IRS commissioner: Court ruling raises privacy concerns for taxpayers

IRS commissioner: Court ruling raises privacy concerns for taxpayers
© Cameron Lancaster

IRS Commissioner John Koskinen is warning that an appeals court ruling in the agency’s political-targeting scandal could put taxpayers’ privacy at risk.

 “If suddenly, your name on an application and your address is available to the public, I think it’s going to … raise a concern by a lot of taxpayers who may not want anyone else to know what they’re applying for,” Koskinen told reporters Thursday, after delivering a speech at the National Press Club.

The U.S. Court of Appeals for the Sixth Circuit ruled Tuesday that the IRS has to comply with lower-court rulings and provide the NorCal Tea Party Patriots with lists of organizations that were allegedly targeted by the IRS for their political beliefs. NorCal brought a lawsuit against the agency and some of its officials shortly after a federal watchdog released a report in 2013 finding evidence of the targeting of Tea Party groups.


NorCal wants to see the IRS “Be On the Lookout” lists of groups that were allegedly targeted; a federal district court ordered the IRS to produce the lists but it has refused to do so.

The IRS has argued that names and other information from applications for tax-exempt status are confidential “return information.” But the appeals court found that the names, addresses and taxpayer-identification numbers of applicants for tax-exempt status are not protected, and it ordered the IRS to follow the lower courts’s rulings and produce the lists.

The appeals court also criticized the government lawyers involved in the case.

“The lawyers in the Department of Justice have a long and storied tradition of defending the nation’s interests and enforcing its laws—all of them, not just selective ones—in a manner worthy of the Department’s name. The conduct of the IRS’s attorneys in the district court falls outside that tradition,” the ruling stated. “We expect that the IRS will do better going forward.”

Koskinen said the litigation is being reviewed by DOJ, which is handling the case.

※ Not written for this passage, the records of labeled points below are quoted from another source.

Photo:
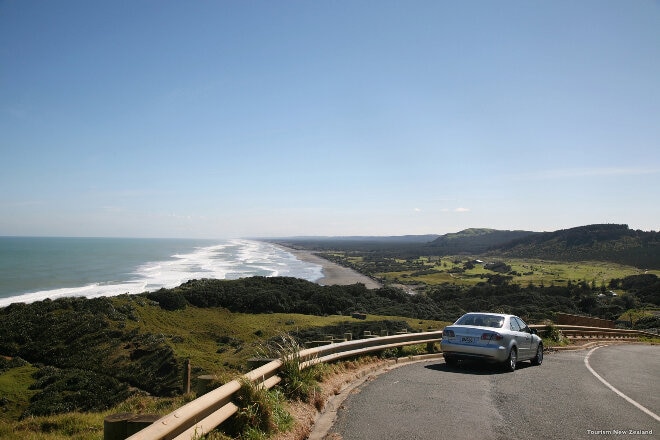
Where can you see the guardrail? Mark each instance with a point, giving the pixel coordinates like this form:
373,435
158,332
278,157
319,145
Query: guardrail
208,411
583,332
205,413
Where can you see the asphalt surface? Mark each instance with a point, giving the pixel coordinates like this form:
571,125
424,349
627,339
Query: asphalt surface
561,399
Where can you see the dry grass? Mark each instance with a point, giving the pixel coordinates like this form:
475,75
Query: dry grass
342,375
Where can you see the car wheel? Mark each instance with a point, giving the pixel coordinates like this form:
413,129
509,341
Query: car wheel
510,363
538,359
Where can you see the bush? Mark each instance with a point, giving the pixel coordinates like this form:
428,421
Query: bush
260,413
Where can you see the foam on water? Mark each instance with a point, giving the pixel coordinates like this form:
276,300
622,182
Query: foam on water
230,260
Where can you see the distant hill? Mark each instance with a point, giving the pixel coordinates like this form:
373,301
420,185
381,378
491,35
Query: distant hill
599,242
475,241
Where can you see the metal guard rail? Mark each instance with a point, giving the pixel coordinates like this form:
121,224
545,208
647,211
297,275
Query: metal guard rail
205,413
208,411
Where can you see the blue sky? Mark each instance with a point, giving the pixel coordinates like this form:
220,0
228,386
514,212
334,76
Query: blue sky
228,119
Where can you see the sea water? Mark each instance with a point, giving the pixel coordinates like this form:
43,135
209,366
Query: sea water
36,268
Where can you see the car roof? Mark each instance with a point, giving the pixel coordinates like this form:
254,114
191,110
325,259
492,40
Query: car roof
503,315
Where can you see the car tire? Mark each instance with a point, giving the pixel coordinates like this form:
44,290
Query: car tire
510,363
538,359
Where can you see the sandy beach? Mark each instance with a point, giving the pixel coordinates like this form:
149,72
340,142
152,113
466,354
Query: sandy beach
333,274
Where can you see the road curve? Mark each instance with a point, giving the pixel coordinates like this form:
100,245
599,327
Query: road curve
565,398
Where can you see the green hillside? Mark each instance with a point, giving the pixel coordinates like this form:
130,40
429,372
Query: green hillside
605,242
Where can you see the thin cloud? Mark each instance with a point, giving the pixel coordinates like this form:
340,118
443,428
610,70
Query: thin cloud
459,209
568,173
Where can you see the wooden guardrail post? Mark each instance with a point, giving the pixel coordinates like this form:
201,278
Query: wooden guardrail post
123,425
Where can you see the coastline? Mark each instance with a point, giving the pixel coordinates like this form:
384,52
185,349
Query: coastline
333,273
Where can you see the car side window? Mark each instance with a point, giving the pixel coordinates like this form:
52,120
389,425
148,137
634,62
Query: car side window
523,326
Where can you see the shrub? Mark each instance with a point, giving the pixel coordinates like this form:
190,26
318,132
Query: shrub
260,413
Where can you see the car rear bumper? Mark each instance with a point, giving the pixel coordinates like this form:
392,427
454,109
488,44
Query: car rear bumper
462,351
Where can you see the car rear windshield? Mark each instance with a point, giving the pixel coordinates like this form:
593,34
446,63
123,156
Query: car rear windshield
482,320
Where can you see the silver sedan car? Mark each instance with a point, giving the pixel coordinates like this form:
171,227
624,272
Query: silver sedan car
492,337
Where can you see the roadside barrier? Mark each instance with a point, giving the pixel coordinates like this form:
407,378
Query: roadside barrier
205,413
583,332
208,411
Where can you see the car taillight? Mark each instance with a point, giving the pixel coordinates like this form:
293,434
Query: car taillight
491,337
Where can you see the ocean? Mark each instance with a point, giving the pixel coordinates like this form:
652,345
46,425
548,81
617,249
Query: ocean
36,268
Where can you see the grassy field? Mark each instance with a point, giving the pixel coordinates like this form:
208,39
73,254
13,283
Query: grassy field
438,271
216,341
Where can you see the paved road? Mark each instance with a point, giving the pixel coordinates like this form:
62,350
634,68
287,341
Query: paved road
561,399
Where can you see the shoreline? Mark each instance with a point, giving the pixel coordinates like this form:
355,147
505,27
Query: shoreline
333,273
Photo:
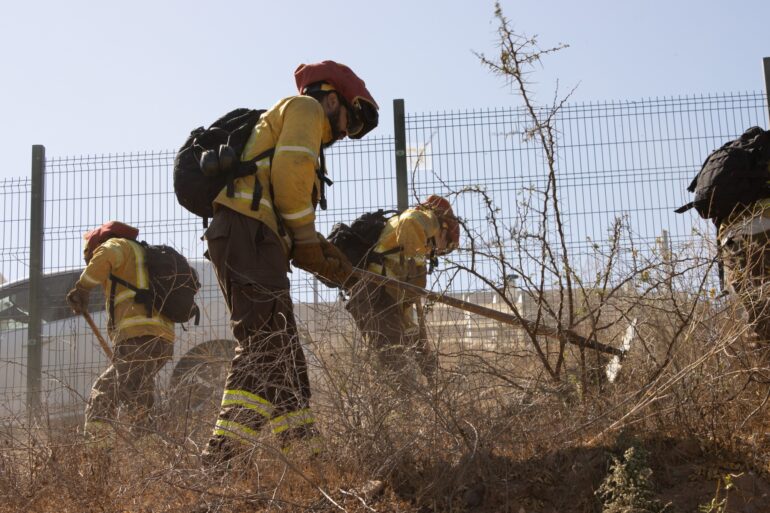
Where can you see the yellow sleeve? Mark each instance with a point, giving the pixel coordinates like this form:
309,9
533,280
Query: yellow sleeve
106,257
293,169
412,235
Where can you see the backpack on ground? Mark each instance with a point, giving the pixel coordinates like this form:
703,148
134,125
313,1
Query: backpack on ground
734,175
210,159
173,284
357,241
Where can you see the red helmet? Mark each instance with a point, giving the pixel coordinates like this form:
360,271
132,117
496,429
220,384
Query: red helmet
441,206
108,230
351,88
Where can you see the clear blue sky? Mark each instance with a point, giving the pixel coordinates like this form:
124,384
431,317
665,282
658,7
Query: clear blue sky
87,77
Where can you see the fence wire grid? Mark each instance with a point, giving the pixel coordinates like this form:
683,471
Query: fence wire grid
629,159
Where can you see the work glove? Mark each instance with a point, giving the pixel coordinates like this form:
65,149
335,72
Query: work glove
78,299
331,251
311,258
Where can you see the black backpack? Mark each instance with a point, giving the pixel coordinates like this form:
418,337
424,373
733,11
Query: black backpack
173,284
357,241
734,175
224,139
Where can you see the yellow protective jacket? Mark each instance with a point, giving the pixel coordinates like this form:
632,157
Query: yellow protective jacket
295,127
125,259
413,231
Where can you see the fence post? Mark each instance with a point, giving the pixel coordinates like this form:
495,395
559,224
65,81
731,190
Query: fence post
34,329
766,63
399,129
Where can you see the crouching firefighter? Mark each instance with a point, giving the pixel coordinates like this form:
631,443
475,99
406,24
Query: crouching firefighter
405,248
267,220
142,336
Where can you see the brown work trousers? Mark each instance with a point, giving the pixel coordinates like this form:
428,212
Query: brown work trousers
745,252
269,362
380,319
129,380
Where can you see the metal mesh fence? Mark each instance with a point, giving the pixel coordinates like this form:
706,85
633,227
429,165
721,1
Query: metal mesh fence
628,159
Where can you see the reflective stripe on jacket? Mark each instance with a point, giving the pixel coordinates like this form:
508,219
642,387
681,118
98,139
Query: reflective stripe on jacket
125,259
295,127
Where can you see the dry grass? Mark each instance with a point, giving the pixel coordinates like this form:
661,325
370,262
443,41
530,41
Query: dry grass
491,434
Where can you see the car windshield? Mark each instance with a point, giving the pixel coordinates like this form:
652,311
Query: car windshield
14,300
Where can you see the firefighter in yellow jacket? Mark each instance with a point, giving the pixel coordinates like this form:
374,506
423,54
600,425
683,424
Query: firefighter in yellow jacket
142,343
403,251
251,240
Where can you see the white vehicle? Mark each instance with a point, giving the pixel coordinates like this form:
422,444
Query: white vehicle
72,357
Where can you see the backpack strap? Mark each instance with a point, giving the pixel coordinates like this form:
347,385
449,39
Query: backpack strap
111,312
142,296
432,258
321,172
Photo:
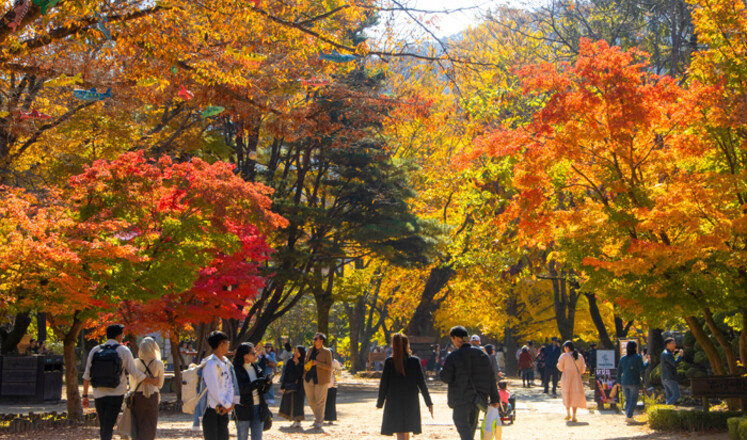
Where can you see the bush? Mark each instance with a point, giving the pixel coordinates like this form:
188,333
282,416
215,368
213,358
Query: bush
666,418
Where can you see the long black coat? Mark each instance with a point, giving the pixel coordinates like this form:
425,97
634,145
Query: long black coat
400,393
291,405
245,409
467,370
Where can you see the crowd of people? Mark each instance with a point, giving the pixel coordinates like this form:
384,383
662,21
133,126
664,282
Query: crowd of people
242,387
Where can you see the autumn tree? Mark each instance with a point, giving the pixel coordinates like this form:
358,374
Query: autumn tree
604,159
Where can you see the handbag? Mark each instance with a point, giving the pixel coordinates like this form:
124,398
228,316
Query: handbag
125,426
266,415
131,395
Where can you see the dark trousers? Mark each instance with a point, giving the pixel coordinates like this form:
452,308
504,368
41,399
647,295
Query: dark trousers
107,410
551,374
465,420
214,426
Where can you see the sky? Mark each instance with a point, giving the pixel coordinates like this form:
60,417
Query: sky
463,13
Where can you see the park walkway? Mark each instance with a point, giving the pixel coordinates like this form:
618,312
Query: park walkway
539,417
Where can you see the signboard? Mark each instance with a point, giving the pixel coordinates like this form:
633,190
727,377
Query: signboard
624,346
606,388
606,359
719,386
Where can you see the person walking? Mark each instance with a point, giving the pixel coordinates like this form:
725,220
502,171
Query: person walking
105,371
222,393
629,371
669,371
572,365
552,354
291,385
330,407
268,361
252,384
540,362
147,396
490,350
471,383
398,391
532,352
525,367
318,366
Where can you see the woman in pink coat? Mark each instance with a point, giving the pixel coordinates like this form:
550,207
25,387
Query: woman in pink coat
572,366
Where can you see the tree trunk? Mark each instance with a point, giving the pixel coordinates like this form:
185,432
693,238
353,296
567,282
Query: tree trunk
69,341
177,382
356,314
731,358
324,302
421,323
596,316
11,339
743,341
510,345
41,327
708,347
622,329
655,347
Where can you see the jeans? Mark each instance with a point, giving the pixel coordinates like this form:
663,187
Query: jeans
243,427
671,390
551,373
107,410
214,426
465,420
631,399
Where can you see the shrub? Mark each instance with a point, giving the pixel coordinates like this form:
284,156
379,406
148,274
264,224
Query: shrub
737,428
668,419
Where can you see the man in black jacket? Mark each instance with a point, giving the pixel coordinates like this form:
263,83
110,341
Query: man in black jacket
471,381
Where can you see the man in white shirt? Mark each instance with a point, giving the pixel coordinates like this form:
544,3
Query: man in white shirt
221,394
108,399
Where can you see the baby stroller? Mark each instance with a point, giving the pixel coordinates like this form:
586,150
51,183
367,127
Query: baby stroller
507,412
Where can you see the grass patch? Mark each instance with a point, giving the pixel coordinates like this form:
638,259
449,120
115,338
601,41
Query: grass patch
666,418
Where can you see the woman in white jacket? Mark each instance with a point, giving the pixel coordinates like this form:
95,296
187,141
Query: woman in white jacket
146,397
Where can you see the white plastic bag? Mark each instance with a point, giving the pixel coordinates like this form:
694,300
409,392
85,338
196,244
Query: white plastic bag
491,425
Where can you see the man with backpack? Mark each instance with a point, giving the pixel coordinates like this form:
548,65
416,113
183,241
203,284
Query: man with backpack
105,370
471,381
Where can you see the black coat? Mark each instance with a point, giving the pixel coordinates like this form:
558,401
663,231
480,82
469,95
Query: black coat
245,409
400,393
291,404
465,365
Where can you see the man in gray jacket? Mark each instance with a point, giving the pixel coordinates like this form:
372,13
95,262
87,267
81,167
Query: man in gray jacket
471,382
669,371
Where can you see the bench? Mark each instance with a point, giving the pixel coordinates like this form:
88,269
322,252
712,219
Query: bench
375,357
723,387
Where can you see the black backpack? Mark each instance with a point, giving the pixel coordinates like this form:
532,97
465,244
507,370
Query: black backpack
106,367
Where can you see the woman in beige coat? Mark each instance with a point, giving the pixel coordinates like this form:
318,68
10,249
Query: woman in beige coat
572,366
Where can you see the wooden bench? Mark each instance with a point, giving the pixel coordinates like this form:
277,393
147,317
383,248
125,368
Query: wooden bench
723,387
375,357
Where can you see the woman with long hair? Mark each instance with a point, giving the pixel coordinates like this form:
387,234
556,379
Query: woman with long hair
398,389
147,396
291,385
629,371
572,366
252,385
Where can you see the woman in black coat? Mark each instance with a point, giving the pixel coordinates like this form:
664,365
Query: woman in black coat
398,391
291,385
252,385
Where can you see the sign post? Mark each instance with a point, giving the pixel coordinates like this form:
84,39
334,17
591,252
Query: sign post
606,388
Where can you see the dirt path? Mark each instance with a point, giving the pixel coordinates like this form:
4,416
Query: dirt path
539,417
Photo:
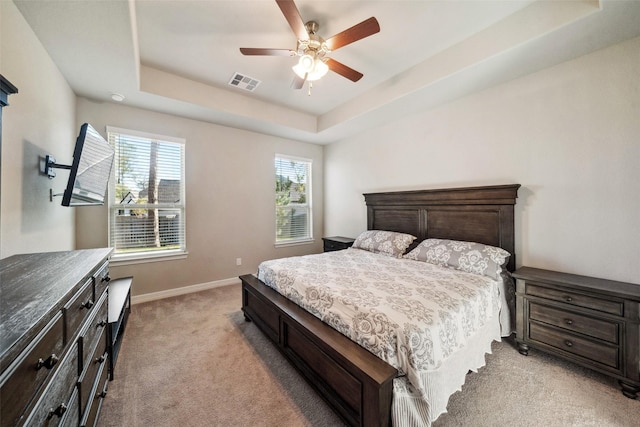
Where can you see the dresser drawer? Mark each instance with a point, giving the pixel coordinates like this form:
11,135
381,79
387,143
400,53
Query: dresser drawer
30,370
93,336
96,398
55,401
598,328
576,299
603,354
101,279
72,415
88,380
77,309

But he noted that taxpayers file hundreds of thousands applications to the IRS for various programs each year, such as private-letter rulings and identification PINs. “Taxpayers doing that assume that that’s all private,” he said.

If information about the taxpayers who filed applications is no longer protected “that’s a significant change,” Koskinen added.

Koskinen also said people would be hard-pressed to find evidence the IRS is currently engaging in political targeting.